Updated constraints on modified gravity from binary pulsars

TL;DR

This paper uses updated binary pulsar data and Bayesian analysis to place new constraints on deviations from General Relativity, specifically the variation of Newton's constant and dipolar gravitational radiation.

Contribution

It provides the first combined analysis of multiple pulsars to constrain both the time variation of G and dipolar emission, improving bounds on modified gravity parameters.

Findings

Constraint on G's variation: (0.32 ± 0.31) × 10^{-12} yr^{-1}

Stringent limit on dipolar emission: (-0.04 ± 0.14) × 10^{-4}

Results are consistent with General Relativity.

Abstract

Binary pulsars offer a unique natural laboratory to test General Relativity (GR) and probe for deviations from its paradigm, as predicted by alternative theories of gravity. In this paper, we study two such possible deviations: a time variation of Newton's constant $G$ and the emission of dipolar gravitational radiation.

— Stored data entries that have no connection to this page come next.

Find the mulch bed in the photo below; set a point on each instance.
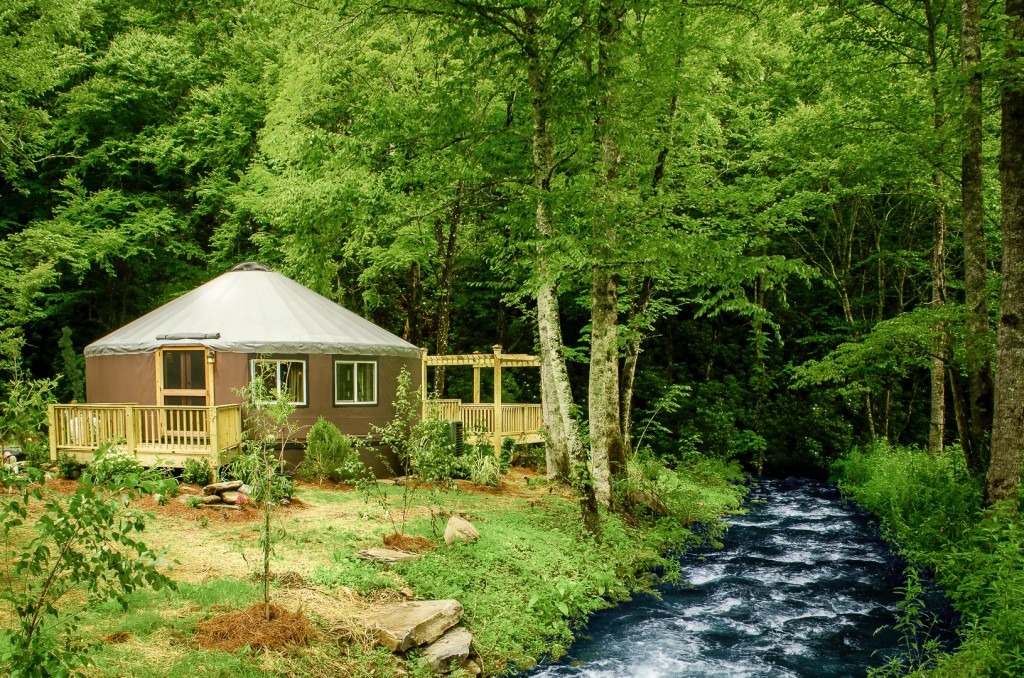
(174, 508)
(249, 628)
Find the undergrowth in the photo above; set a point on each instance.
(528, 585)
(931, 508)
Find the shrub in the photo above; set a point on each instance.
(68, 467)
(508, 451)
(196, 472)
(483, 470)
(113, 462)
(330, 455)
(86, 543)
(432, 452)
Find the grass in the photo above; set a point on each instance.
(931, 508)
(527, 585)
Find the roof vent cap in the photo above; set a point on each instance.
(251, 265)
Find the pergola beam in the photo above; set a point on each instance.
(496, 362)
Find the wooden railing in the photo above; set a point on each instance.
(158, 435)
(87, 426)
(478, 418)
(520, 421)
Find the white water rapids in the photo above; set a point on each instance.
(800, 589)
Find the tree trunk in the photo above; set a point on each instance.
(633, 342)
(1008, 421)
(548, 319)
(960, 410)
(607, 451)
(937, 423)
(445, 240)
(975, 264)
(605, 430)
(556, 454)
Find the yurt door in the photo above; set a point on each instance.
(183, 386)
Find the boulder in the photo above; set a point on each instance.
(450, 651)
(460, 528)
(406, 625)
(218, 488)
(386, 555)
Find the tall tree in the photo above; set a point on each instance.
(1004, 475)
(975, 259)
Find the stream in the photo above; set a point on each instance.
(800, 588)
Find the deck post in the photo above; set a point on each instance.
(214, 416)
(423, 379)
(51, 413)
(130, 439)
(498, 399)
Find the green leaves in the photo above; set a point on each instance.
(85, 541)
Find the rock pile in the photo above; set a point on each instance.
(431, 626)
(229, 494)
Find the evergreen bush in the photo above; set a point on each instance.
(68, 467)
(196, 472)
(112, 462)
(330, 455)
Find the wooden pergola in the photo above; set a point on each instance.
(497, 420)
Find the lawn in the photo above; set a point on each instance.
(527, 585)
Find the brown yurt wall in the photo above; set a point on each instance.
(128, 378)
(230, 373)
(353, 419)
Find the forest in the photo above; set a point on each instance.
(762, 231)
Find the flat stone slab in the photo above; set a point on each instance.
(386, 555)
(450, 651)
(221, 486)
(406, 625)
(460, 530)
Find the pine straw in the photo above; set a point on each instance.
(248, 513)
(409, 543)
(249, 628)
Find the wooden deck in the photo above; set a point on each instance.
(485, 422)
(520, 422)
(157, 435)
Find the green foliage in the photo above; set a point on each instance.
(932, 509)
(532, 580)
(111, 462)
(330, 455)
(23, 411)
(483, 470)
(68, 466)
(685, 492)
(432, 453)
(85, 542)
(196, 472)
(261, 462)
(423, 448)
(507, 453)
(72, 366)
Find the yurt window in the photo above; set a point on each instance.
(288, 376)
(354, 382)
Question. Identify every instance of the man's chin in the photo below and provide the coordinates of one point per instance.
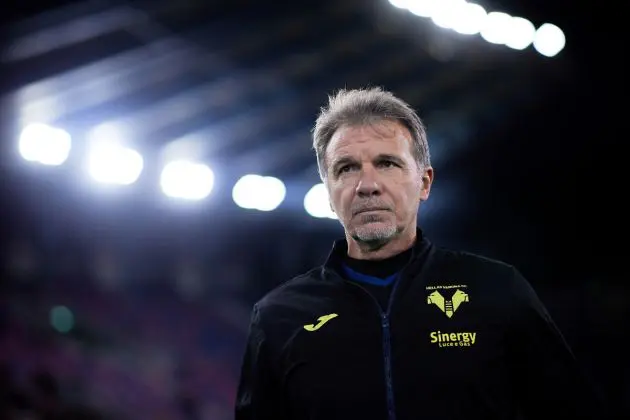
(375, 232)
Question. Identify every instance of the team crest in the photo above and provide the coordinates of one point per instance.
(448, 306)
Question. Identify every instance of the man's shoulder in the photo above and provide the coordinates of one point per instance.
(475, 268)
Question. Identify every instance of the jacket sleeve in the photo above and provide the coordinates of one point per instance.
(258, 393)
(549, 380)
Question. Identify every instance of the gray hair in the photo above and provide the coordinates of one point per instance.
(365, 106)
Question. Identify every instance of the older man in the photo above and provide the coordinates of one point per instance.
(391, 326)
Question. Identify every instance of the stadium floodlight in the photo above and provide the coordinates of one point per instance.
(44, 144)
(187, 180)
(114, 164)
(109, 161)
(317, 204)
(549, 40)
(263, 193)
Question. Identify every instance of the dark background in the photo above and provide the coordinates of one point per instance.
(527, 151)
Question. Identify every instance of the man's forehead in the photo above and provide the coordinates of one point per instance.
(388, 135)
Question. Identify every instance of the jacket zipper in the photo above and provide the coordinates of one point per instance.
(387, 347)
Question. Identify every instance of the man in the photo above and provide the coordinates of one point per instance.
(391, 326)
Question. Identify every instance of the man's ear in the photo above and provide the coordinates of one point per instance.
(426, 182)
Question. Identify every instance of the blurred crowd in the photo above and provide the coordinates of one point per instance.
(69, 350)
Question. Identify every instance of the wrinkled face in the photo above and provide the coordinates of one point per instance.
(374, 182)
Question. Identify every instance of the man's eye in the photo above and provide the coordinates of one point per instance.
(345, 168)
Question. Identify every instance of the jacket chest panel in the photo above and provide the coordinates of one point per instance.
(342, 357)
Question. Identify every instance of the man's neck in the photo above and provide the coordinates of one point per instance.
(400, 243)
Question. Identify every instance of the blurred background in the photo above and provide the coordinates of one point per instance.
(157, 178)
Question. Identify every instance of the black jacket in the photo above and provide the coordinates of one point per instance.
(464, 337)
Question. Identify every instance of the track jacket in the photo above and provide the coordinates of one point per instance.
(462, 337)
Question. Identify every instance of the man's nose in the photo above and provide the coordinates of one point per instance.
(368, 184)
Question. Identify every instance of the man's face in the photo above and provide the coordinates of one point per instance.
(374, 182)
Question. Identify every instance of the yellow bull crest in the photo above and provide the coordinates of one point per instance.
(447, 306)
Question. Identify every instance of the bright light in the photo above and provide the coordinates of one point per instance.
(187, 180)
(549, 40)
(114, 164)
(316, 202)
(44, 144)
(257, 192)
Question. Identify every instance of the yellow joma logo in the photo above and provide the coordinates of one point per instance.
(322, 320)
(448, 306)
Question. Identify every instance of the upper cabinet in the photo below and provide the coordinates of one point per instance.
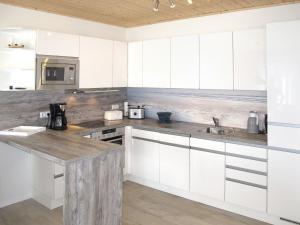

We use updated data for some well-known pulsars, namely PSR J1738+0333, PSR J1012+5307, and PSR J1713+0747, to extract the Keplerian and post-Keplerian parameters that characterize their orbital dynamics, using recent high-precision pulsar timing data and a Bayesian parameter estimation with Markov chain Monte Carlo (MCMC) techniques. We do this via the TEMPO2 software, the MCMC4Tempo2 plugin, and a unified python pipeline to analyze the data. We then perform a combined analysis of different binary systems to constrain both the time evolution of Newton's constant and the dipolar emission parameter $\kappa_D$. For the best of our three pulsars (PSR J1713+0747), we obtain $\dot{G}/G = (0.32 \pm 0.31) \times 10^{-12}~\text{yr}^{-1}$ at 95\% confidence, along with a stringent constraint on the dipolar emission parameter, $\kappa_D = (-0.04 \pm 0.14) \times 10^{-4}$. Thanks to the recent high-precision timing data sets, we provide updated bounds on key parameters relevant to modified gravity theories, and we find that our results are consistent with GR.